Well timed novel?

Gonz

molṑn labé
Staff member
This is part of the prologue
The facility was not a pleasant place, but it was a necessary evil in a world chock full of sadistic deeds and misguided, brutal men. This was something that Mitch Rapp was more than aware of. That didn't mean that he had to like it. He was neither delicate nor squeamish. Rapp had killed more men than he could even attempt to count, and he had employed his craft in a variety of imaginative ways that spoke of the sheer depth of his skill. He was a modern day assassin who lived in a civilized country where such a term could never be used openly. His was a nation that loved to distinguish itself from the less refined nations of the world. A democracy that celebrated individual rights and freedom, a state that would never tolerate the open recruiting, training, and use of one of its own citizens for the specific purpose of covertly killing the citizens of another country, but that's exactly who Rapp was.

He was a modern day assassin who was conveniently called an operative so as not to offend the sensibilities of the cultured people who occupied the centers of power in Washington. If those very people knew of the existence of the facility they would fly into an indignant rage that would result in the partial or complete destruction of the CIA. These haters of America's capitalistic muscle wanted to analyze what we had done to evoke such hatred from the terrorists, all the while missing the point that they were using the logic of a seedy attorney defending a rapist. 'The woman had on a short skirt, sexy top and high heels, maybe she was looking for it?' America was a rude and arrogant country, they thought, run by selfish colonialist men who were out to exploit the resources of lesser countries. Maybe we were asking for this terrorist attack.


Under their narrow definition, the Washington elite would call this place a torture chamber. Rapp, however, knew what real torture was. And it wasn't this. This was coercion, this was sensory deprivation, it was interrogation, but it wasn't real torture. Real torture is causing a person so much unthinkable pain that he or she begged to be killed. It was hooking alligator clips to a man's privates and sending jolts of searing electricity through his body. It was gang raping a woman day after day until she slipped into a coma. It was forcing a man to watch as his wife and kids were sodomized by a bunch of thugs. It was making a man eat his own excrement. Torture was monstrous. It was barbaric. It could also be wildly ineffective. It was monstrous, it was barbaric. Time and time again such methods proved that most prisoners would say or do almost anything to stop the pain, sign any confession, create terrorist plots that didn't exist, even turn on their own parents.

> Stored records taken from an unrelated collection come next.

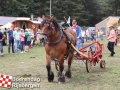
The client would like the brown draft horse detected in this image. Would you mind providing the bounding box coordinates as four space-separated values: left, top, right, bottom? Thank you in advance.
41 16 77 83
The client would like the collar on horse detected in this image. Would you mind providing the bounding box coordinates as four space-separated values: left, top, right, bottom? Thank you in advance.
47 30 63 44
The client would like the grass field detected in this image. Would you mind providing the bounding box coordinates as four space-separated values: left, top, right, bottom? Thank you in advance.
0 37 120 90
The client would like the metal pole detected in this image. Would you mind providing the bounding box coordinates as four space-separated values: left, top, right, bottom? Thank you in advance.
50 0 51 17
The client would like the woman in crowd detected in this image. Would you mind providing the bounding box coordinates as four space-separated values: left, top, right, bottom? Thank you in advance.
25 29 30 52
20 29 25 53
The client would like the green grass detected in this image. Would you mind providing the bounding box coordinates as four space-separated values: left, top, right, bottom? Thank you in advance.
0 37 120 90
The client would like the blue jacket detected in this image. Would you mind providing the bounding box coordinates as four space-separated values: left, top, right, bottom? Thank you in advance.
71 26 82 38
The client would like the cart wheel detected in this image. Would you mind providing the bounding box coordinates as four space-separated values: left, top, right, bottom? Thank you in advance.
86 60 92 73
55 60 59 71
86 47 92 73
100 60 106 68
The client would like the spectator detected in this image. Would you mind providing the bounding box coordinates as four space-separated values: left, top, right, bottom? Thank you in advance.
20 29 25 53
107 25 116 57
30 30 34 48
25 29 30 52
7 27 14 53
82 30 85 42
91 30 96 41
0 30 5 57
13 27 20 54
99 30 103 40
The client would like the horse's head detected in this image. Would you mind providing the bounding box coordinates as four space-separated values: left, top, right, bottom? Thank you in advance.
41 16 59 41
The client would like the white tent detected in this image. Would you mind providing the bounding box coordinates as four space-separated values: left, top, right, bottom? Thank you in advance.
0 22 12 29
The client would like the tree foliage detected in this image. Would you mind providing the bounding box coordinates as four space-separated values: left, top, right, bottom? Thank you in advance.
0 0 120 26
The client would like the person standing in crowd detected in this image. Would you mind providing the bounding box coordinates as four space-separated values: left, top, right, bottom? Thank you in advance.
25 29 30 52
82 30 85 42
72 20 83 50
97 29 100 40
107 25 116 57
91 30 96 41
20 29 25 53
13 27 20 54
100 30 103 40
0 30 5 57
7 27 14 53
30 30 34 48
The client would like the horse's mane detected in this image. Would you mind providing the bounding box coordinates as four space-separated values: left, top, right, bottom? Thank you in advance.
41 18 60 30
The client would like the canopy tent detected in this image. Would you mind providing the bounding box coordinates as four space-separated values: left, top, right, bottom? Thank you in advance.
0 22 12 29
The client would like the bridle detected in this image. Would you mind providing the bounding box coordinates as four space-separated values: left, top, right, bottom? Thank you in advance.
40 20 53 37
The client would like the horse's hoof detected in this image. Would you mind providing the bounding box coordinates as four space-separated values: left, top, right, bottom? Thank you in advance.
58 75 65 83
48 72 54 82
65 71 71 78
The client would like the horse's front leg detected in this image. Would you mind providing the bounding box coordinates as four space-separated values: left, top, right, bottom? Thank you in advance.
58 55 65 83
65 53 73 78
46 55 54 82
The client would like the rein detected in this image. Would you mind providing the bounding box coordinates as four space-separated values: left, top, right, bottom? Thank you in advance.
47 30 63 44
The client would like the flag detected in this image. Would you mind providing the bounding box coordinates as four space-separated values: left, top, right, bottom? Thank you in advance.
0 74 12 88
67 16 70 24
32 24 35 29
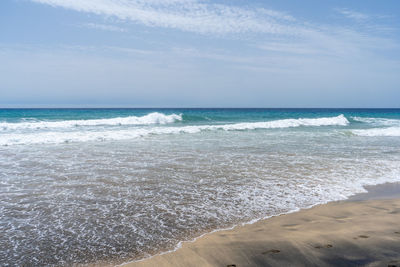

Now, Mitch Rapp was a practical man, however, and the prisoners sitting cuffed to the chair on the other side of the glass knew firsthand what real torture was. The organization he worked for was notorious for its treatment of political prisoners. If anyone was deserving of a good beating, it was this vile bastard, but still there were other things to consider. Rapp didn't like torture, not only because of its effect on the person being brutalized, but for what it did to the person whose sanctioning carried it out. He had no desire to sink to those depths unless it was a last resort, but unfortunately they were quickly approaching that point. Lives were at stake. Two CIA operatives were already dead thanks to the duplicitous scum in the other room and many more lives were in the balance. Something was in the works, and if Rapp didn't find out what it was, hundreds, maybe thousands, of innocent people would die.